The first thing you feel after being shot is the heat.
Our story begins with a man named John Correia. Correia joined the Navy and served for seven years. There, he gained an acute inclination towards firearms. After he served, he was a pastor for a decade. In 2011, he founded a YouTube channel called Active Self Protection.
I stumbled across one of Correia’s videos, “ASP Compilation: My Favorite Defensive Firearm Usages of 2022”. In the video, Correia analyses security footage of encounters where people use guns to stop attempted crime. There is barely any censorship. This wouldn’t be concerning without the air of learning throughout the channel. It’s okay to have a gun in a situation in which your life could be in danger- if you are in mortal danger, having a gun could be the one thing between life and death. Learning how to gauge a situation for firearm usage properly could be very useful, especially in the more crime-ridden places in America.
In 1991, there were 9,388 bank robberies in the United States. That is roughly 1 bank robbery every 16 minutes. If these places all had a way to defend themselves and crime picked up like this in the future, it would put a permanent solution to these kinds of robberies. If sane everyday people had firearms, in theory, it could end crime altogether.
But people like Correia are the reason why guns don’t work this way.
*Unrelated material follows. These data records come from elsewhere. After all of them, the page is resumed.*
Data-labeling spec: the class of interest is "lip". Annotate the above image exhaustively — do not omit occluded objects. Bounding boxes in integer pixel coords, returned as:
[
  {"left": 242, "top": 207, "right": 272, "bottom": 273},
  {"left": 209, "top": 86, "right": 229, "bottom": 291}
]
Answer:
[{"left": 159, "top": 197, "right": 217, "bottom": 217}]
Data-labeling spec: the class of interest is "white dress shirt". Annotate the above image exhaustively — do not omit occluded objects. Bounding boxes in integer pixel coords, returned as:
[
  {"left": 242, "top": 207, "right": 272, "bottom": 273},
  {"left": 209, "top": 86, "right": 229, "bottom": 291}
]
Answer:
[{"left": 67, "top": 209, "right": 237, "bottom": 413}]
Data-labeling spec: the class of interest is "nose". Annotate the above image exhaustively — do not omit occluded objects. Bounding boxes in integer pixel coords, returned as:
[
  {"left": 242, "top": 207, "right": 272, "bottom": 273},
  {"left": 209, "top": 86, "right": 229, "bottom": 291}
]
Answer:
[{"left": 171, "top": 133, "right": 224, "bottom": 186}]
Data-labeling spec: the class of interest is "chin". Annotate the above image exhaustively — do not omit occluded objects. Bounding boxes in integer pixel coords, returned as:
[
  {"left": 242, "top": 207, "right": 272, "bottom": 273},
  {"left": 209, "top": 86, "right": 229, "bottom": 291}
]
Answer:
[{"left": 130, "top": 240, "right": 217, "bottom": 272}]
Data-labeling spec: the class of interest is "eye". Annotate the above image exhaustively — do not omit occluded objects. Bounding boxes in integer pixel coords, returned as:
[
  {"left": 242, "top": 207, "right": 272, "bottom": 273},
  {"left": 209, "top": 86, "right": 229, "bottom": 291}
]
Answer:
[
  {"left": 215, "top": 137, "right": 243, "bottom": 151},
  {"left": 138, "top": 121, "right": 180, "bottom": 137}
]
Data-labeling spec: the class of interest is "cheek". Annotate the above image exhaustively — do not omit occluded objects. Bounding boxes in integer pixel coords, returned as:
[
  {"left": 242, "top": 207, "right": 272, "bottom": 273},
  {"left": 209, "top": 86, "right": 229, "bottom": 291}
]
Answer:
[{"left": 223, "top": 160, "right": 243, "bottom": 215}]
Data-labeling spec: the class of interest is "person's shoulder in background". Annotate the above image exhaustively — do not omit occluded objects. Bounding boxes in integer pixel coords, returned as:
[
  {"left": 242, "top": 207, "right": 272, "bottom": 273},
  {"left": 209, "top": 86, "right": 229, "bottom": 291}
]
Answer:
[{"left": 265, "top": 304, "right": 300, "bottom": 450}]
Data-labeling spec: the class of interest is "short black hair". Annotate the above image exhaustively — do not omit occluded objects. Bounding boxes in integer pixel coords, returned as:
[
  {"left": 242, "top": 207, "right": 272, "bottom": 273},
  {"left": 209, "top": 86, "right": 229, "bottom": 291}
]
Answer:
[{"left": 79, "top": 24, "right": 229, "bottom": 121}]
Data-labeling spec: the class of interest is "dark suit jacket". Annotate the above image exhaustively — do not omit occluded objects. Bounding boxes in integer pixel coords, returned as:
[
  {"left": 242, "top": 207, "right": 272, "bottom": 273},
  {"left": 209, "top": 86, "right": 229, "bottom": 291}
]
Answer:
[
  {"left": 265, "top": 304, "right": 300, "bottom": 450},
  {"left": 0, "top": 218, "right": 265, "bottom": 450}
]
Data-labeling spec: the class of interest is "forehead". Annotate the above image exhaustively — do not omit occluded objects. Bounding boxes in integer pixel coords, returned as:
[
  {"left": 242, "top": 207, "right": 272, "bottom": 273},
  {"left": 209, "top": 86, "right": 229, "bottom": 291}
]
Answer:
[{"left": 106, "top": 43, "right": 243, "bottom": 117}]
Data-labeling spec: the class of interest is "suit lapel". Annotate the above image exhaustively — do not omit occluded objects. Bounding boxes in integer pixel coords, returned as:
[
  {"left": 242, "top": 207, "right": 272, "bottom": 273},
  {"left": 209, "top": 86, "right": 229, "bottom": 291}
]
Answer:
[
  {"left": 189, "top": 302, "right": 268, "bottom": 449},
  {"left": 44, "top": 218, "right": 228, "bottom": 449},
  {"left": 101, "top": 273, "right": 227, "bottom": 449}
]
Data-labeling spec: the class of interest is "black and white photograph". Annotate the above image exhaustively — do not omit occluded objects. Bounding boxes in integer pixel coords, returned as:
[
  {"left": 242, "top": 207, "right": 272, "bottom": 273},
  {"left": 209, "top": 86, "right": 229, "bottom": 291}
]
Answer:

A common euphemism for Active Self Protection is the “Room temperature challenge” or “asphalt temperature challenge”, which is code for someone losing their life. The philosophy of the channel derives humor from death- something that is often associated with firearms. To the people who take pride in carrying a gun, death is a funny and easily accessible consequence. These perpetrators have families to support and have probably been forced into crime through poverty or inequality.
And in case you have any doubts about what kind of community is being created, here’s a real comment.
There are hundreds more just like it, praising Correia’s work and laughing at the carnage. I’ve never witnessed anything like it before.
That’s what death is to these people. It’s a construct. Why are some so scared to say “death”? It’s like the concept of death is too dark for them so they have to dress it differently. It’s ironic how people so confident in their ability to kill can’t even say “death”.
It’s disgusting, and if all 3.45 million subscribers as of 2025 have this way of thinking, that means we have a dormant army of people itching to use their firearms. They almost fantasize about getting into one of the situations portrayed in the footage. Personally, if I’m stuck in a robbery, I would rather lose my things than have the situation escalated by a person with a gun.
When will these people realize the problem is the fact that they even have to be vigilant in the first place? I shouldn’t have to fear for my life at school, the grocery store, or just walking down the street. There’s an inherent fear created by channels like this. Their viewers perpetuate this fear, and It’s corroding what guns represent to American society.
So if you are another person who doesn’t want to experience that searing feeling of the bullet, consider acting against it.